Burger King has also rolled out a new operations performance index (OPI) to rank restaurants' performance. It includes metrics from the guest TRAC scores (a guest satisfaction survey from the past three months), guest relations (negative contacts via phone or web), the Coach program (the most recent coach visit score) and speed of service (drive-thru).

Burger King also began ranking franchisees to increase transparency and promote "healthy competition" to improve systemwide operations.

Also during Q4, the company launched BK Guru, an online training program for restaurant employees that will also help increase standardization.

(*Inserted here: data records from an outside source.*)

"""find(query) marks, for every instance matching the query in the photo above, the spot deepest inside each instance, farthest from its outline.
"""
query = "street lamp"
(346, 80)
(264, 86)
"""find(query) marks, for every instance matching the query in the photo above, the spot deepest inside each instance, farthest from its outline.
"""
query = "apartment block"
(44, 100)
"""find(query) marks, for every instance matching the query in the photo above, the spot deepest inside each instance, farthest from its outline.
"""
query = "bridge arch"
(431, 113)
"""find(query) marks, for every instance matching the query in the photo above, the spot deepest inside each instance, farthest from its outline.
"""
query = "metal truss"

Burger King showcased its operational training with its recent Valentine's Day promotion that featured employees serving as "Guest Ambassadors" who keep the restaurant clean, open doors, refill guests' drinks, etc.

Restaurant reimaging

The fourth and final pillar is the company's reimaging program. The goal is to have 40 percent of U.S. and Canada system units in a modern image by 2015. Approximately 600 units were re-imaged in 2012, putting the total system at 19 percent completed to the modern image, up from 11 percent at the end of 2011.

Wiborg said re-imaged restaurants continue to experience an average sales uplift of 10-15 percent.

"Reimaging is critical to improving the brand in the U.S. and we're pleased with the initial results," he said.

International highlights

Hees said 2012 was a foundational year for long-term international growth. Throughout the year, new master franchise joint ventures were announced in Mexico, Central America, Russia, South Africa, Brazil and China, as well as new development agreements in countries such as Vietnam, South Korea, Colombia and the Nordics.

During Q4, EMEA experienced positive comp sales of 1.6 percent, with strength in the United Kingdom, Germany and Turkey offsetting negative performances in Spain and Italy.

The LAC region was up 0.7 percent (Brazil was flat), while APAC was up 0.8 percent, driven by improvement in Australia and South Korea.